А я вот вижу, что Толстой великий детский писатель: достаточно указать на такой хотя бы шедевр, как "Филипок". И "Черепаха" отнюдь
не плоха, и строится по закону детского восприятия: вначале в занимательной форме рассказывается о некотором обыденном факте, а
затем сообщаются общие сведения о наблюдаемом.
Подлинные художники, даже осуществлявшие творчество своё в иной системе языковых предпочтений, всё же отдавали дань восхищения
Толстому. Убедительнейший пример - Чехов.

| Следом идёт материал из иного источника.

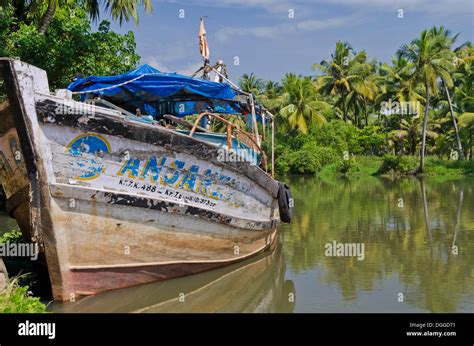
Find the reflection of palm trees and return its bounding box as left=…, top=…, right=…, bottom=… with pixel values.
left=419, top=178, right=434, bottom=257
left=452, top=188, right=464, bottom=252
left=284, top=175, right=474, bottom=312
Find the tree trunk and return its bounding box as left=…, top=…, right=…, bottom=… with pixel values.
left=444, top=83, right=465, bottom=160
left=470, top=127, right=472, bottom=160
left=400, top=137, right=405, bottom=156
left=364, top=97, right=368, bottom=126
left=419, top=83, right=430, bottom=173
left=420, top=178, right=433, bottom=257
left=341, top=87, right=347, bottom=122
left=38, top=1, right=56, bottom=34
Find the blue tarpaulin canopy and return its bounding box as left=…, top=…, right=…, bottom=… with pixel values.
left=67, top=64, right=249, bottom=118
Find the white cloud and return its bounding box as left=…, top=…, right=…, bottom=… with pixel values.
left=312, top=0, right=473, bottom=15
left=155, top=0, right=473, bottom=16
left=146, top=40, right=196, bottom=64
left=176, top=62, right=204, bottom=76
left=141, top=38, right=204, bottom=75
left=215, top=13, right=363, bottom=41
left=142, top=56, right=171, bottom=71
left=297, top=14, right=364, bottom=31
left=142, top=56, right=202, bottom=75
left=215, top=25, right=288, bottom=41
left=156, top=0, right=301, bottom=14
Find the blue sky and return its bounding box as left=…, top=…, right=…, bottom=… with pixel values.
left=104, top=0, right=474, bottom=82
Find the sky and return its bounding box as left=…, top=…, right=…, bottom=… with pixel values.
left=103, top=0, right=474, bottom=82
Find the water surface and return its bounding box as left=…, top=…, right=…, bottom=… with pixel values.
left=2, top=176, right=473, bottom=312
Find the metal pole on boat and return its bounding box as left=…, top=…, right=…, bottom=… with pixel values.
left=271, top=113, right=275, bottom=178
left=209, top=66, right=243, bottom=92
left=249, top=94, right=261, bottom=148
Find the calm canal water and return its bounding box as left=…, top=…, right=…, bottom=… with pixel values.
left=2, top=176, right=474, bottom=312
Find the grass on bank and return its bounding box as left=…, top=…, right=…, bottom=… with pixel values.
left=0, top=229, right=48, bottom=313
left=316, top=155, right=474, bottom=177
left=0, top=276, right=48, bottom=313
left=0, top=229, right=22, bottom=243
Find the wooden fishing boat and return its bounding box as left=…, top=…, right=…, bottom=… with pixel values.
left=0, top=187, right=5, bottom=209
left=0, top=58, right=292, bottom=301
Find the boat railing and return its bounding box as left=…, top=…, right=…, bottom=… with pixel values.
left=188, top=112, right=268, bottom=172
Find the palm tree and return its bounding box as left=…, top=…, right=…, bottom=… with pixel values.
left=238, top=73, right=264, bottom=95
left=458, top=113, right=474, bottom=159
left=257, top=81, right=283, bottom=114
left=313, top=41, right=369, bottom=123
left=390, top=116, right=440, bottom=155
left=377, top=57, right=422, bottom=112
left=376, top=57, right=426, bottom=154
left=346, top=59, right=379, bottom=127
left=263, top=80, right=281, bottom=96
left=397, top=29, right=454, bottom=172
left=429, top=26, right=465, bottom=160
left=453, top=44, right=474, bottom=112
left=2, top=0, right=153, bottom=34
left=453, top=43, right=474, bottom=159
left=278, top=74, right=329, bottom=134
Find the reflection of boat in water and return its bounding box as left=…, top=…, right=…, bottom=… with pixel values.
left=50, top=237, right=294, bottom=313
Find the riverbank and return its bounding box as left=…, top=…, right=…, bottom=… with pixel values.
left=275, top=154, right=474, bottom=178
left=0, top=230, right=48, bottom=313
left=271, top=121, right=474, bottom=178
left=318, top=156, right=474, bottom=177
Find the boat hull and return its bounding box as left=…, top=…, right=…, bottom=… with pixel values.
left=51, top=236, right=292, bottom=313
left=0, top=59, right=280, bottom=301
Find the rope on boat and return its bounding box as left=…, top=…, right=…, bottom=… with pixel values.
left=70, top=73, right=162, bottom=94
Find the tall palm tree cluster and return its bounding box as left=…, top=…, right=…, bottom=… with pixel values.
left=239, top=27, right=473, bottom=172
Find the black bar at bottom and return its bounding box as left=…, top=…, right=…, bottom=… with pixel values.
left=0, top=313, right=472, bottom=345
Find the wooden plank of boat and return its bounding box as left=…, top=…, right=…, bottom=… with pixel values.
left=0, top=58, right=282, bottom=301
left=163, top=114, right=208, bottom=133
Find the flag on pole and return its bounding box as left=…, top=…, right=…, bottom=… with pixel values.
left=199, top=17, right=210, bottom=62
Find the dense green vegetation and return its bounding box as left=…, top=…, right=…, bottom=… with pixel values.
left=0, top=275, right=48, bottom=313
left=239, top=28, right=473, bottom=176
left=0, top=228, right=22, bottom=243
left=0, top=1, right=148, bottom=90
left=0, top=229, right=47, bottom=313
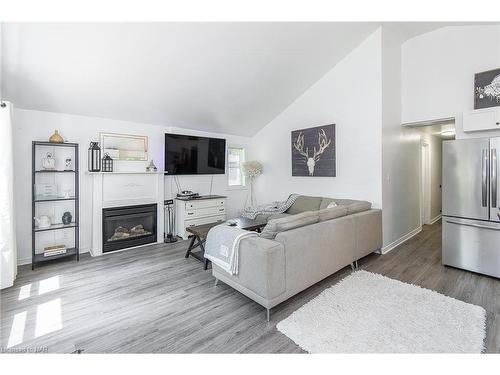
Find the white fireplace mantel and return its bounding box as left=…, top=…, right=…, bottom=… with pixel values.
left=89, top=172, right=164, bottom=256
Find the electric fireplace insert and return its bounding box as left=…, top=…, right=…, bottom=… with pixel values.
left=102, top=204, right=157, bottom=253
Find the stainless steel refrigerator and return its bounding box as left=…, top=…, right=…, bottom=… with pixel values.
left=442, top=137, right=500, bottom=278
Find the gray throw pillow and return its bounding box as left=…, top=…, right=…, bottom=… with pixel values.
left=334, top=199, right=372, bottom=214
left=260, top=211, right=320, bottom=239
left=286, top=196, right=322, bottom=215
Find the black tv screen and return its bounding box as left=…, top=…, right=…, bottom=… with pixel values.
left=164, top=134, right=226, bottom=175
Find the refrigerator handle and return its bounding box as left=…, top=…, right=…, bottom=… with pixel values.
left=482, top=149, right=488, bottom=207
left=446, top=219, right=500, bottom=231
left=492, top=148, right=497, bottom=208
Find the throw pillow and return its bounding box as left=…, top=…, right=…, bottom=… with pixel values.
left=286, top=196, right=322, bottom=215
left=326, top=201, right=338, bottom=209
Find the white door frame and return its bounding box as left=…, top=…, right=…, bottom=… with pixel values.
left=420, top=141, right=431, bottom=225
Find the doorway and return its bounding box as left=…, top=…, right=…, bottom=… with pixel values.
left=403, top=118, right=455, bottom=228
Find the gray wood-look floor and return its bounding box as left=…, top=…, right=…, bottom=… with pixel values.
left=1, top=221, right=499, bottom=353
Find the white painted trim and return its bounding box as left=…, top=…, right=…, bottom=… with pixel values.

Бунину он признался однажды: "Ведь подумайте, ведь это он написал, что Анна сама
чувствовала, видела, как у неё блестят глаза в темноте!". Читательский талант тоже надобен человеку. А то начнёшь ругать Толстого, а
засвидетельствуешь только собственную бездарность.
Вот что писал гениальный читатель Чехов о языке Толстого, столь неугодном г-ну Логинову: "Какая сила! Форма, по-видимому, неуклюжа,
но зато какая широкая свобода, какой страшный, необъятный художник чувствуется в этой неуклюжести! В одной фразе три раза "который"
и два раза "видимо", фраза сделана дурно, не кистью, а точно мочалкой, но какой фонтан бьёт из-под этих "которых", какая прячется
под ним гибкая, стройная, глубокая мысль, какая кричащая правда! Вы читаете и видите между строк, как в поднебесье парит орёл и как
мало он в это время заботится о красоте своих перьев. Мысль и красота, подобно урагану и волнам, не должна знать привычных,
определённых форм. Их форма - свобода, не стесняемая никакими соображениями о "которых" и "видимо"."
Толстым вообще-то восхищались слишком многие, в литературе не последнее место занимающие и толк в ней разумеющие. Так что можно,
перефразируя известную шутку (то ли Светлова, то ли Раневской), сказать: Толстой теперь сам имеет право выбирать, на кого
производить впечатление, а на кого нет. Ну вот не захотел Лев Николаевич понравиться г-ну Логинову, не счёл достойным. Тот и
невзлюбил его. Кажется, не любишь, так и не люби, никто не неволит, а нам не мешай. Нет же, захотелось и других наставить в своём
недобром чувстве. Автор ведь замахнулся именно на высшую истину: "Кто-то должен первым крикнуть правду".
Можно и иные доводы г-на Логинова против Толстого разобрать (они столь же неумны), но с компьютером спорить ? только время терять. Я
подозреваю, конечно, что автору, подвизавшемуся на поприще "фэнтезийной литературы" (а слово это гадкое не коробит?), не вполне
ведомо, что такое литература подлинная, ? но не до такой же степени, право! Даже если это игра, то вести её можно было бы поизящнее,
а не на столь топорных "аксиомах".
Что лежит в подоснове подобных эскапад? Банальнейшая тяга к самоутверждению, не всегда и сознаваемая. Ещё Вл. Соловьёв говорил о
своём времени: самоутверждаются все против всех. В наши же дни всё многократно усугубилось. Особенно сладостно самоутверждаться за
счёт гения. Геростратова слава приманчива вообще. А тут вроде бы и прикровенно всё: и не порушено как будто ничего, а так -
человечество на ум наставлено.
Я же предполагаю: граф - он по определению должен быть графо-маном.